L’écart de rémunération entre les sexes s’est rétréci, mais a peu changé au cours des dix dernières années. Le centre de recherche de bancs achète des bitcoins avec une carte-cadeau de visa

L’écart salarial entre les sexes s’est rétréci depuis 1980, mais il est demeuré relativement stable au cours des 15 dernières années. En 2017, les femmes gagnaient 82% de ce que gagnaient les hommes, selon une analyse du Pew Research Center sur les gains horaires médians des travailleurs à temps plein et à temps partiel aux États-Unis. Sur la base de cette estimation, il faudrait 47 jours de travail supplémentaires pour que les femmes gagnent ce que les hommes ont fait en 2017.

L’écart de rémunération entre les hommes et les femmes, estimé à 18% en 2017, s’est réduit de 36 cents en 1980. Pour les jeunes femmes, l’écart s’est encore rétréci avec le temps. En 1980, les femmes de 25 à 34 ans gagnaient 33 cents de moins que leurs homologues masculins, comparativement à 11 cents en 2017.


Une grande partie de l’écart a été expliquée par des facteurs mesurables tels que le niveau de scolarité, la ségrégation professionnelle et l’expérience de travail. Le rétrécissement de l’écart est attribuable en grande partie aux gains que les femmes ont réalisés dans chacune de ces dimensions.

Mais d’autres facteurs qui sont difficiles à mesurer, notamment la discrimination fondée sur le sexe, peuvent contribuer à l’écart salarial persistant. Dans une enquête réalisée en 2017 par le Pew Research Center, environ quatre femmes actives sur dix (42%) ont dit qu’ils ont eu une discrimination sexuelle au travail, comparativement à environ deux hommes sur dix (22%) qui ont dit la même chose. L’une des formes de discrimination les plus fréquemment signalées était l’inégalité des revenus. Une femme employée sur quatre ont dit qu’ils ont gagné moins qu’un homme qui faisait le même travail; seulement 5% des hommes ont dit qu’ils ont gagné moins d’une femme faisant le même travail.

Les responsabilités familiales, en particulier la maternité, peuvent entraîner des interruptions de carrière chez les femmes et avoir un impact sur les revenus à long terme.

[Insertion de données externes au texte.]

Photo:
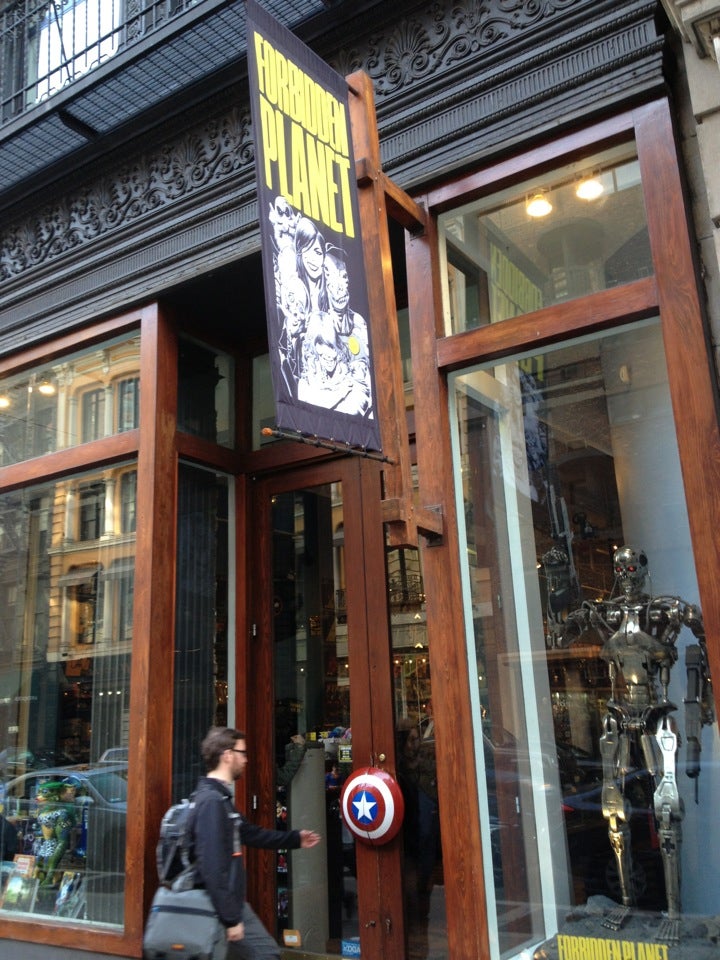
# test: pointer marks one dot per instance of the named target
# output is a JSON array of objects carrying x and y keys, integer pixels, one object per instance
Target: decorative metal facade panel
[{"x": 455, "y": 81}]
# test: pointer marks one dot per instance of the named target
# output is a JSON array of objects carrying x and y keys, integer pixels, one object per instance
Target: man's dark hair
[{"x": 216, "y": 742}]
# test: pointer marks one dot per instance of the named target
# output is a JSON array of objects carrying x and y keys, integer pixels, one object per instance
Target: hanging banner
[{"x": 315, "y": 285}]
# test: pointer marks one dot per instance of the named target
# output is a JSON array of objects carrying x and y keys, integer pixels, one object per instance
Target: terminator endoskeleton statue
[{"x": 639, "y": 634}]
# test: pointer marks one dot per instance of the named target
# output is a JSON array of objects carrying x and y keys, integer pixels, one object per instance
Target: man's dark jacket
[{"x": 219, "y": 832}]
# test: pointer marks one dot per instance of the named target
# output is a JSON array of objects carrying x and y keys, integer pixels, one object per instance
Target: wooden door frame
[
  {"x": 672, "y": 293},
  {"x": 379, "y": 869}
]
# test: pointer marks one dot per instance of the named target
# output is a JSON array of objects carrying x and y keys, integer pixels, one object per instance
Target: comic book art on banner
[{"x": 315, "y": 285}]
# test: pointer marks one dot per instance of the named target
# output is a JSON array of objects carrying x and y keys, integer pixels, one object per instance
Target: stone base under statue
[{"x": 602, "y": 930}]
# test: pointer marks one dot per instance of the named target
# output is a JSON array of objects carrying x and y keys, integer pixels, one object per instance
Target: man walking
[{"x": 220, "y": 832}]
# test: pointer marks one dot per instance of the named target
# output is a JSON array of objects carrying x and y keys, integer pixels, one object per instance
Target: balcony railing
[{"x": 44, "y": 46}]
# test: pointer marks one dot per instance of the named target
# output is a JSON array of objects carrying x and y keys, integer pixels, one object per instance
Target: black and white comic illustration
[{"x": 322, "y": 342}]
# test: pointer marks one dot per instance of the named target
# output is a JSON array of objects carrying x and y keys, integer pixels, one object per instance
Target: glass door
[{"x": 313, "y": 647}]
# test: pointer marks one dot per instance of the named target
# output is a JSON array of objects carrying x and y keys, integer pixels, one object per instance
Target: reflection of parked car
[
  {"x": 114, "y": 755},
  {"x": 15, "y": 762},
  {"x": 592, "y": 861},
  {"x": 100, "y": 809}
]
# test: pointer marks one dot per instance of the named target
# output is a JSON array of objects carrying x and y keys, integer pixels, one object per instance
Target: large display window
[
  {"x": 76, "y": 398},
  {"x": 598, "y": 753},
  {"x": 67, "y": 558}
]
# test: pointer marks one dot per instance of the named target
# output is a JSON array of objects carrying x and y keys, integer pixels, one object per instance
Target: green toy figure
[{"x": 55, "y": 820}]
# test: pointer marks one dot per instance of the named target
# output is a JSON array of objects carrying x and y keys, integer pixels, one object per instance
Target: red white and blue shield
[{"x": 372, "y": 805}]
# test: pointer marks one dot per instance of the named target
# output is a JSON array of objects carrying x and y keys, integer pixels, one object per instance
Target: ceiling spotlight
[
  {"x": 538, "y": 205},
  {"x": 590, "y": 188}
]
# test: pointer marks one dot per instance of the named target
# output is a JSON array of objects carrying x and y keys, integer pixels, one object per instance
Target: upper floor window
[
  {"x": 81, "y": 397},
  {"x": 73, "y": 37},
  {"x": 561, "y": 235},
  {"x": 93, "y": 414},
  {"x": 128, "y": 401}
]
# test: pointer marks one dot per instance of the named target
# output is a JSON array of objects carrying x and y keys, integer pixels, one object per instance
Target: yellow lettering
[
  {"x": 332, "y": 186},
  {"x": 296, "y": 107},
  {"x": 317, "y": 180},
  {"x": 266, "y": 77},
  {"x": 311, "y": 111},
  {"x": 301, "y": 196},
  {"x": 343, "y": 165},
  {"x": 268, "y": 133},
  {"x": 281, "y": 79}
]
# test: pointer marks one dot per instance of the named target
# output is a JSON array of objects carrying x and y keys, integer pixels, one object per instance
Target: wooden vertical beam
[
  {"x": 386, "y": 357},
  {"x": 690, "y": 375},
  {"x": 151, "y": 679}
]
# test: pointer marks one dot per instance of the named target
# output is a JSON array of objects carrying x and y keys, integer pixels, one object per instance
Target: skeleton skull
[{"x": 630, "y": 567}]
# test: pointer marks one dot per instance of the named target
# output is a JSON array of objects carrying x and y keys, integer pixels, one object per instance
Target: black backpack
[{"x": 175, "y": 843}]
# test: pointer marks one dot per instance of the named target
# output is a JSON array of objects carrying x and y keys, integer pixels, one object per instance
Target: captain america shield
[{"x": 372, "y": 805}]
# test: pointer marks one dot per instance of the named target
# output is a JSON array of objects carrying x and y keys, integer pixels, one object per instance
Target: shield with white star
[{"x": 372, "y": 805}]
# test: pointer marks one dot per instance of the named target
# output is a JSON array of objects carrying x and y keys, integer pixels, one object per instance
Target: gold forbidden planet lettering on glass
[
  {"x": 593, "y": 948},
  {"x": 304, "y": 140}
]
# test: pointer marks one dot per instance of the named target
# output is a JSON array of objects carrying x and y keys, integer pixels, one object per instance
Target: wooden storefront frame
[{"x": 672, "y": 293}]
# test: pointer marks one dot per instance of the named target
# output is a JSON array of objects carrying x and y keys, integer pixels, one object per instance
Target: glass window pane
[
  {"x": 423, "y": 875},
  {"x": 66, "y": 587},
  {"x": 65, "y": 402},
  {"x": 563, "y": 459},
  {"x": 206, "y": 392},
  {"x": 202, "y": 641},
  {"x": 573, "y": 231},
  {"x": 316, "y": 891}
]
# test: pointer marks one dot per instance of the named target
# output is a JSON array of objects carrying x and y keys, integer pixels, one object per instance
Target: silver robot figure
[{"x": 638, "y": 634}]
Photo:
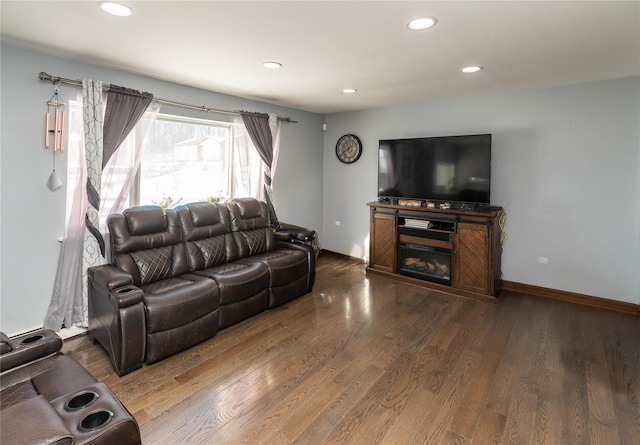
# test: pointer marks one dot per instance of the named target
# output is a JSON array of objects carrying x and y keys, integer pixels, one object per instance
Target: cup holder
[
  {"x": 32, "y": 339},
  {"x": 95, "y": 420},
  {"x": 80, "y": 401},
  {"x": 125, "y": 290}
]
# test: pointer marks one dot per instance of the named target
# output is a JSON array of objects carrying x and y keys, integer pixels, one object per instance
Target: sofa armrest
[
  {"x": 311, "y": 258},
  {"x": 110, "y": 277},
  {"x": 117, "y": 316},
  {"x": 33, "y": 421},
  {"x": 28, "y": 348}
]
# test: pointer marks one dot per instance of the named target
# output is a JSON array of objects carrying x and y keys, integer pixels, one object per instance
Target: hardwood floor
[{"x": 365, "y": 360}]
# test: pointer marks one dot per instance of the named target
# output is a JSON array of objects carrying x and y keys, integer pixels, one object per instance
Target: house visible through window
[
  {"x": 187, "y": 160},
  {"x": 183, "y": 160}
]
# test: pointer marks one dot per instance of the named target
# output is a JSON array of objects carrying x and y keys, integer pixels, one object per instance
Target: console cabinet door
[
  {"x": 472, "y": 257},
  {"x": 383, "y": 241}
]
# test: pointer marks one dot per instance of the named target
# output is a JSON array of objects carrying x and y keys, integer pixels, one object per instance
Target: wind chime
[{"x": 55, "y": 127}]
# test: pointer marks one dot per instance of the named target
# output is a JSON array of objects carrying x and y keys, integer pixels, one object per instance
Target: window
[{"x": 187, "y": 160}]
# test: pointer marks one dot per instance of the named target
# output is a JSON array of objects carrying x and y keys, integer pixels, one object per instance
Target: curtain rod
[{"x": 57, "y": 79}]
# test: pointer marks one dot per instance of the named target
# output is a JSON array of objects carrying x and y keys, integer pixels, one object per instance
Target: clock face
[{"x": 349, "y": 148}]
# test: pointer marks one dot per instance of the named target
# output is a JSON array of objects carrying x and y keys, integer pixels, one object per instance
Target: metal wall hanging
[{"x": 54, "y": 132}]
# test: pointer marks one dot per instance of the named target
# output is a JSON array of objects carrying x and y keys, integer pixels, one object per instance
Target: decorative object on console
[
  {"x": 410, "y": 202},
  {"x": 349, "y": 148},
  {"x": 54, "y": 125}
]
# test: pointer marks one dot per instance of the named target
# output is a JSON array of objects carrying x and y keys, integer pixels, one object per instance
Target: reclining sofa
[
  {"x": 177, "y": 276},
  {"x": 49, "y": 398}
]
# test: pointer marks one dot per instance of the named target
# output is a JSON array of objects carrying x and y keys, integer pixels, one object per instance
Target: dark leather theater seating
[{"x": 177, "y": 276}]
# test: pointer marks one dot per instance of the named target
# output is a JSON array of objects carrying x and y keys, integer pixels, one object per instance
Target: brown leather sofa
[
  {"x": 177, "y": 276},
  {"x": 48, "y": 398}
]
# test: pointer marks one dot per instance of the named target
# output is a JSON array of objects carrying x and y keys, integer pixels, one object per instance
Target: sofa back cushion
[
  {"x": 145, "y": 242},
  {"x": 250, "y": 227},
  {"x": 206, "y": 230}
]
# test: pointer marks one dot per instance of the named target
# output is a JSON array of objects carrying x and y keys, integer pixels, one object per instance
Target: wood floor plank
[{"x": 364, "y": 359}]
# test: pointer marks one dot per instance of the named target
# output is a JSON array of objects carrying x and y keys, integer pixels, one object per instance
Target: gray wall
[
  {"x": 565, "y": 162},
  {"x": 32, "y": 217}
]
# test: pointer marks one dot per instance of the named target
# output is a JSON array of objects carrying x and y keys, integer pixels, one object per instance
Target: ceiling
[{"x": 326, "y": 46}]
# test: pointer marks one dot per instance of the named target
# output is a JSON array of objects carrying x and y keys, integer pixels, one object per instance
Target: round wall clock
[{"x": 349, "y": 148}]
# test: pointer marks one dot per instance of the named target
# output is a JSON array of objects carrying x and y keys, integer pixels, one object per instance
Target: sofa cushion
[
  {"x": 147, "y": 256},
  {"x": 179, "y": 301}
]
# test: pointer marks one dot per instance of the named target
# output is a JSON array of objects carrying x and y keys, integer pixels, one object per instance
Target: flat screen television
[{"x": 453, "y": 169}]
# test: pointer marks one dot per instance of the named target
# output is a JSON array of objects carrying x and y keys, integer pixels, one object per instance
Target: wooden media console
[{"x": 455, "y": 250}]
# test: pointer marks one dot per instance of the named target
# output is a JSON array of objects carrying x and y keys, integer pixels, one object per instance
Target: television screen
[{"x": 450, "y": 168}]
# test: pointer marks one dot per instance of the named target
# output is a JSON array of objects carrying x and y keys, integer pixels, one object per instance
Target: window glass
[{"x": 185, "y": 160}]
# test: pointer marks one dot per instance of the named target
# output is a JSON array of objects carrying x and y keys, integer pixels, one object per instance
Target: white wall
[
  {"x": 565, "y": 161},
  {"x": 32, "y": 217}
]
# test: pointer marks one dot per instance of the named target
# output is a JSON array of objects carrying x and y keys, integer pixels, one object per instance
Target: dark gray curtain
[
  {"x": 257, "y": 125},
  {"x": 124, "y": 109}
]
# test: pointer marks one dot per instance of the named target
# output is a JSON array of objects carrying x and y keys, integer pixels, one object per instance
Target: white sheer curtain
[
  {"x": 274, "y": 126},
  {"x": 80, "y": 250},
  {"x": 68, "y": 302},
  {"x": 119, "y": 174}
]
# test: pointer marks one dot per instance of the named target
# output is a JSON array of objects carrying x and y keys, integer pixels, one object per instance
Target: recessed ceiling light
[
  {"x": 272, "y": 65},
  {"x": 115, "y": 8},
  {"x": 422, "y": 23}
]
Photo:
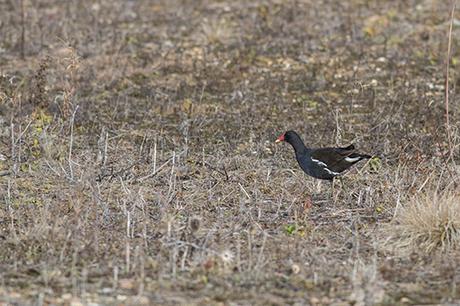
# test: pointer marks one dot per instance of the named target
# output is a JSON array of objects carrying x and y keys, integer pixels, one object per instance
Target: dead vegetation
[{"x": 137, "y": 163}]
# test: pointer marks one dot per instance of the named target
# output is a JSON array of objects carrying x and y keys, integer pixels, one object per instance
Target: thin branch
[{"x": 449, "y": 45}]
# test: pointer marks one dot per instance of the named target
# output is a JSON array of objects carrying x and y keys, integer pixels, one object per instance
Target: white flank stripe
[
  {"x": 319, "y": 162},
  {"x": 352, "y": 159}
]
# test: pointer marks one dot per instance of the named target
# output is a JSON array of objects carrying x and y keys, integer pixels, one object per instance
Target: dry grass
[{"x": 429, "y": 222}]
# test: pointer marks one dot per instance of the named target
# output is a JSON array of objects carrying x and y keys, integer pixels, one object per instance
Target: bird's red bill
[{"x": 281, "y": 138}]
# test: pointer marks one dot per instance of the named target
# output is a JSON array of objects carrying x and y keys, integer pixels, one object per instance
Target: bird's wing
[{"x": 335, "y": 159}]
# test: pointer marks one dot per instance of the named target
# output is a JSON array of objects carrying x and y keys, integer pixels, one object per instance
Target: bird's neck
[{"x": 298, "y": 145}]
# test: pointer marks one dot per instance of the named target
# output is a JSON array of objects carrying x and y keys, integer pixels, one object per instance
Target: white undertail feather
[
  {"x": 319, "y": 162},
  {"x": 331, "y": 172}
]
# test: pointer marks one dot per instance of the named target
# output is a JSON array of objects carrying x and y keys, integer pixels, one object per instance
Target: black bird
[{"x": 322, "y": 163}]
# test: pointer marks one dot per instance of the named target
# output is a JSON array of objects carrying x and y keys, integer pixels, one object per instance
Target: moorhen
[{"x": 323, "y": 163}]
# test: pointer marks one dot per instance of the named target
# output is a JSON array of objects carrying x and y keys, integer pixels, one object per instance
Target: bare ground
[{"x": 137, "y": 159}]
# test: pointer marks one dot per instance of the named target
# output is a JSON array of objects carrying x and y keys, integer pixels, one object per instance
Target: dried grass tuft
[{"x": 428, "y": 223}]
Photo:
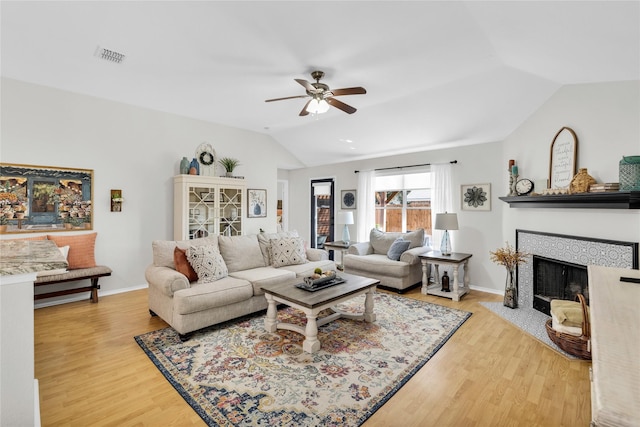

Lors d’un sondage mené en 2013, les femmes étaient plus susceptibles que les hommes de dire qu’elles avaient interrompu leur carrière pour s’occuper de leur famille. Environ quatre mères sur dix ont déclaré qu’à un moment donné de leur vie professionnelle, elles avaient pris beaucoup de temps libre (39%) ou réduit leurs heures de travail (42%) pour prendre soin d’un enfant ou d’un autre membre de la famille. Environ un quart (27%) ont dit qu’ils avait complètement cessé de travailler pour s’occuper de ces responsabilités familiales. Moins d’hommes ont dit la même chose. Par exemple, seulement 24% des pères ont dit qu’ils avait pris beaucoup de temps pour s’occuper d’un enfant ou d’un autre membre de sa famille.

Notre sondage de 2016 auprès des travailleurs ayant pris un congé parental, familial ou médical au cours des deux dernières années a révélé que les mères prennent généralement plus de temps libre que les pères après la naissance ou l’adoption. La durée médiane du congé chez les mères après la naissance ou l’adoption de leur enfant était de 11 semaines, contre une semaine pour les pères. Environ la moitié (47%) des mères qui ont pris un congé au cours des deux dernières années après la naissance ou l’adoption ont pris 12 semaines ou plus.

Les mères étaient aussi presque deux fois plus susceptibles que les pères de dire que prendre des congés avait un impact négatif sur leur travail ou leur carrière. Parmi ceux qui ont pris un congé au travail au cours des deux dernières années suivant la naissance ou l’adoption de leur enfant, 25% des femmes ont déclaré que cela avait eu un impact négatif au travail, comparativement à 13% des hommes.

Même si les femmes ont accru leur présence dans des emplois mieux rémunérés traditionnellement dominés par les hommes, tels que les postes professionnels et de gestion, les femmes dans leur ensemble continuent d’être surreprésentées dans les professions moins bien rémunérées. Cela peut également contribuer aux différences de salaire entre les sexes.